Barcelona es un relato. Lo lees en los edificios, en el fulgor de los mercados, en las charlas de cafetería. Las fachadas están repletas de carteles que anuncian pisos en venta que no hay manera de vender. El frutero te cuenta que vende a precio de saldo las cerezas leridanas, que no son de cámara frigorífica, que vienen de los cultivos especiales del invernadero leridano, que en Francia se pagan a precio de oro porque son cerezas fuera de temporada muy apreciadas, pero que aquí, en el mercado, las tiene que bajar por que sino la gente no las quiere. Una chiquilla le cuenta a otra que es mileurista pero no quiere renunciar a ciertas comodidades; que para eso no se iba de casa de sus padres, que su novio lo tiene que entender. Le dirías a la chiquilla que es idiota, pero no lo haces; por que la ley no escrita del cronista te deja escuchar pero no intervenir.

El domingo vas al mercado de Sant Antonio, a revolver libros baratos, viejos, usados, libros con historias pegadas a las tapas. Entablas conversación con Pepe S. (que te vende un libro sobre el torero Belmonte escrito por el periodista Manuel Chaves Nogales hacia 1935). Y te pone a parir a Andrés Trapiello y te habla de las alcantarillas de los libreros de lance de Madrid. “Trapillo”, como Él llama al notable escritor, “es temido por los libreros, pues compra barato, te regatea hasta el agotamiento, ¡para luego vender entre sus conocidos!”. Pepe se enfada, “¿acaso no son los libreros los que deben vender?”. Te cuenta “que en Madrid creen que los libreros de aquí somos sórdidos”, “pero es que para nosotros es un arte y para ellos un negocio”, “nosotros no somos vendedores, somos rescatadores de libros”, dictamina el librero barcelonés. Te acuerdas de haber leído sobre libreros en los dietarios de Trapiello. Pero no te atreves a decírselo a Don Pepe, no sea que también tengas que confesarle que tu escritura le debe mucho a ese Trapiello que redacta diarios que son como novelas con gato. “Una novela es siempre nuestra vida con otro nombre.
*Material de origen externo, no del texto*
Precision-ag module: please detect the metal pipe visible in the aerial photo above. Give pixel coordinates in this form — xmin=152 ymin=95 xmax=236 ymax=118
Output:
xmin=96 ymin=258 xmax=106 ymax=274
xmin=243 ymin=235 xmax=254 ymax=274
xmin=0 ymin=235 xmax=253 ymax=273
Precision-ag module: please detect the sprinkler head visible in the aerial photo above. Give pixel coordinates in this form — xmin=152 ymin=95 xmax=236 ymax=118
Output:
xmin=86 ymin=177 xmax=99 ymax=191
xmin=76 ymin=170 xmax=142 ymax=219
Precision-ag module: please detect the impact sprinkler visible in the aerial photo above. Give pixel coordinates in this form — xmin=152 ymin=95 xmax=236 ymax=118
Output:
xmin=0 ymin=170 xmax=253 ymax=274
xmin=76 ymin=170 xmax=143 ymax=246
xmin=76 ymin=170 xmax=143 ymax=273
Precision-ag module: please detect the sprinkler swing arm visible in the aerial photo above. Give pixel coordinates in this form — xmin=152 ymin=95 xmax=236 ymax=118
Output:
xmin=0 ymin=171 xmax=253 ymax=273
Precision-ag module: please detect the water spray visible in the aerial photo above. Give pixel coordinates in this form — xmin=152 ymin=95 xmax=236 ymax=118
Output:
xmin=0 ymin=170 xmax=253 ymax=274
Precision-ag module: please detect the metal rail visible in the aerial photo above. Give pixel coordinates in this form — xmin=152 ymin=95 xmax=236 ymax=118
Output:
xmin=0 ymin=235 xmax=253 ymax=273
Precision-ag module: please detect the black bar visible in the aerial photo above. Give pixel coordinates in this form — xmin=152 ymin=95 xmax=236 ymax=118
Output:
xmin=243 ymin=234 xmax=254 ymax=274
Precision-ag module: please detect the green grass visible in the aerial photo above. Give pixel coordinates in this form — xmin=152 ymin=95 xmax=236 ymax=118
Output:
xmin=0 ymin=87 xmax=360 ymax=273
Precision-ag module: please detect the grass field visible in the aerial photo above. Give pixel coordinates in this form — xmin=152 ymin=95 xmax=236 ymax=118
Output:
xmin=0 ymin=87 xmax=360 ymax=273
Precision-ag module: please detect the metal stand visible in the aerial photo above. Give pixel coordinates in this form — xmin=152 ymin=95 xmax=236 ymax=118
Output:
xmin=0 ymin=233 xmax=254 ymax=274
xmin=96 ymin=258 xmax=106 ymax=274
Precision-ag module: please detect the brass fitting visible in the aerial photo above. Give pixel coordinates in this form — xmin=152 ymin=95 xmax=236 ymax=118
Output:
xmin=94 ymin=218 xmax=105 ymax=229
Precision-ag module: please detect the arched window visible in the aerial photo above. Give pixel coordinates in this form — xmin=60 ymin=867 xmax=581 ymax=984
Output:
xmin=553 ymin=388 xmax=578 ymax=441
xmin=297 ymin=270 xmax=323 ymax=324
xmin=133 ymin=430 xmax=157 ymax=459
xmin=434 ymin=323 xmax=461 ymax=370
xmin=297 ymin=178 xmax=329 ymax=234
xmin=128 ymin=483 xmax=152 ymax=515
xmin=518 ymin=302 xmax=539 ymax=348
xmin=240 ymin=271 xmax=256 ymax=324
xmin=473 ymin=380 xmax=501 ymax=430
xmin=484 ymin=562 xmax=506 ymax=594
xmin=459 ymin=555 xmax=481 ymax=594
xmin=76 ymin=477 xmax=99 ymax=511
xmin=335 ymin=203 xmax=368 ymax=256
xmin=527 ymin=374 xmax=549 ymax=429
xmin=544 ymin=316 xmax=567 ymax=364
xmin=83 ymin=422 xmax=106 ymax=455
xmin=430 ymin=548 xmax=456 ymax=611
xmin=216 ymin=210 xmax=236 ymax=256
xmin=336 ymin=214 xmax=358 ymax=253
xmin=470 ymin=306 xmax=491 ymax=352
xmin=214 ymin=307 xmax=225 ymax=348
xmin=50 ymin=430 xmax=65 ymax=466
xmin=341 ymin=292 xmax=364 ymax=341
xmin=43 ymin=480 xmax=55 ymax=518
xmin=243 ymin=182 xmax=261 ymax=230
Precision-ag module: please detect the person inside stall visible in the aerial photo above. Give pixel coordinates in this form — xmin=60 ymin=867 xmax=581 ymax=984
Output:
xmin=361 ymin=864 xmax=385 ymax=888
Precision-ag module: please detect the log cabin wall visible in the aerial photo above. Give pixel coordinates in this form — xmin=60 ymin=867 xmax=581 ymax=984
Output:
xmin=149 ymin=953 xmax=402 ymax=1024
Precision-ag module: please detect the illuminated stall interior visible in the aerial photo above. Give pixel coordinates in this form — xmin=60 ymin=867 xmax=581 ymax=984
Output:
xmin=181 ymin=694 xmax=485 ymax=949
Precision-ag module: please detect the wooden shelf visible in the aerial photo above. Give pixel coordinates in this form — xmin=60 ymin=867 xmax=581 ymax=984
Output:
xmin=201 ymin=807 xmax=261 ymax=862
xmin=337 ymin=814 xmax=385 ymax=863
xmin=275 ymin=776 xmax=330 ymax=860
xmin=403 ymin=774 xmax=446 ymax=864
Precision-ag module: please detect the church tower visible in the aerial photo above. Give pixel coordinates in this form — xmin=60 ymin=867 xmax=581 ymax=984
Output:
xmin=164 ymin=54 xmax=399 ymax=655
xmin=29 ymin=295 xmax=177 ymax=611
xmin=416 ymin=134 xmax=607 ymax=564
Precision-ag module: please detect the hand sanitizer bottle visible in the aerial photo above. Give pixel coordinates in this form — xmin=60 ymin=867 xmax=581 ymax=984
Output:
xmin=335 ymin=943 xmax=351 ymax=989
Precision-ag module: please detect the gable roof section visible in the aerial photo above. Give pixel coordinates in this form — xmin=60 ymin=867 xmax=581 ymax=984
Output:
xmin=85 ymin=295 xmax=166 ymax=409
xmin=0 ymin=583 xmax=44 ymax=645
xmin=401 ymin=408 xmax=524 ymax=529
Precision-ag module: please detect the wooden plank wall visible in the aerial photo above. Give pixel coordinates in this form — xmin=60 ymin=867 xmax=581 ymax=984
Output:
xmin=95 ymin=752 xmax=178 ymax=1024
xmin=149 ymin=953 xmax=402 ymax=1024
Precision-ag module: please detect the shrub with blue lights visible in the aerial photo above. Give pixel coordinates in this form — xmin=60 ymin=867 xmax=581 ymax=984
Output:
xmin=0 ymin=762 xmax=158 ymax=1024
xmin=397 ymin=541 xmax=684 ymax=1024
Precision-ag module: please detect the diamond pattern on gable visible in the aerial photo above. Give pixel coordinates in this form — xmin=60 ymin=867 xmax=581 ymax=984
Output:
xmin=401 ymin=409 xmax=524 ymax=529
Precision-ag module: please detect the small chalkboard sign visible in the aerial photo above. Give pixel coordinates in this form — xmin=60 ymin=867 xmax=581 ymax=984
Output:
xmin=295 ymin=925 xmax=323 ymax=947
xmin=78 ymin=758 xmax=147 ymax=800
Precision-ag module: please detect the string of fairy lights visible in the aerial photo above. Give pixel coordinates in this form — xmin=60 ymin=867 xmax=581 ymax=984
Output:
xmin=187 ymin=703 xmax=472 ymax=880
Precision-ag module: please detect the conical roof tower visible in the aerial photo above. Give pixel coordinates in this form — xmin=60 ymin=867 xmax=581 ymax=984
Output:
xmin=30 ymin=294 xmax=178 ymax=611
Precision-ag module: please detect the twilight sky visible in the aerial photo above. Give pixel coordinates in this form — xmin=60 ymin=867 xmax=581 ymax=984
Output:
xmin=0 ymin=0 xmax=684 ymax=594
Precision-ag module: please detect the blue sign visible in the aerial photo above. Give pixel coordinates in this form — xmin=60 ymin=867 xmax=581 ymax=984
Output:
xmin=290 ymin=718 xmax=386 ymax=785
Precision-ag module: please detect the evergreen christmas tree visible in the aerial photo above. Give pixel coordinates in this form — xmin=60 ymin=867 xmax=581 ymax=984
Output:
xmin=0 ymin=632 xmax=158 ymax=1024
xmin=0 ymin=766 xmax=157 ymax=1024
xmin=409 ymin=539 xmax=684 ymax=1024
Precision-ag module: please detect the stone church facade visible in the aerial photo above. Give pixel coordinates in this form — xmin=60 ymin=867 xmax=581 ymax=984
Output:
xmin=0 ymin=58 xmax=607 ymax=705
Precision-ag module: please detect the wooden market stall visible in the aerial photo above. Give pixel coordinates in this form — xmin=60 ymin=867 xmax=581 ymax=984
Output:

Los diarios en cambio, no sé por qué, terminan siendo la vida de todos menos la nuestra”, dice Trapiello que escribe sin fin una novela de diarios enlazados que ya lleva casi veinte tomos, y que es novela con gato, novela que se deja acariciar cuando quiere, felina aburrida que cuando menos te lo esperas te pega un zarpazo.

Desde que no eres en Barcelona, eres en otros barrios. Antes vivías Gracia, el Ensanche, el Barrio Gótico, el Born, la Ronda Guinardó, Pueblo Nuevo…ahora vives Sans-Montjuïc, Poble Sec (al que llamas el Montmartre catalán), el Raval, las Ramblas,… inauguras la temporada de terrazas de la Plaça del Sortidor (Poble Sec). Empiezan a solear los días. Aunque con el cuello abrigado, ya se puede tomar una cervecita, un café con canela, en las cuatro mesas de la Plaza. Allí se te puede buscar las tardes de los miércoles, enfrascado en la lectura o dibujando en tus cuadernos. Allí charlas esporádicamente con unos, con otros. En esa plaza Mathias Enard acota tu primer libro, te dice que lo recortes, que le pongas dibujos; Juan-Cantavella te habla de Bruselas, de su novia, de ese periodista gonzo que se ha inventado, de que no se ha leído tu libro, pero le gusta cómo dibujas; Caterina platica del colegio en el que trabaja, de la clase cuya ventana da a la Plaza, de que le encanta ir a trabajar en bicicleta, de que se leyó tu libro de un tirón; la chica que estudia teatro alaba tus dibujos, sólo la viste un día, le hubieras dejado leer tu libro de haberla vuelto a ver; Claudio, que regenta un bohemio restaurant en la plaza, que tiene un hijo que va a la misma escuela que tu hija mayor, que vino desde Italia para afincarse aquí, casarse con una lúcida arquitecta, montar su negocio, te invita a café, y te habla de esquemas de vida slow, y tú crees que no ha leído nunca un libro. Desde que no eres en Barcelona, a ratos, Barcelona te parece vivible.

Vuelve a ser lunes. Hace 10 días que le cortaron los días a Diego.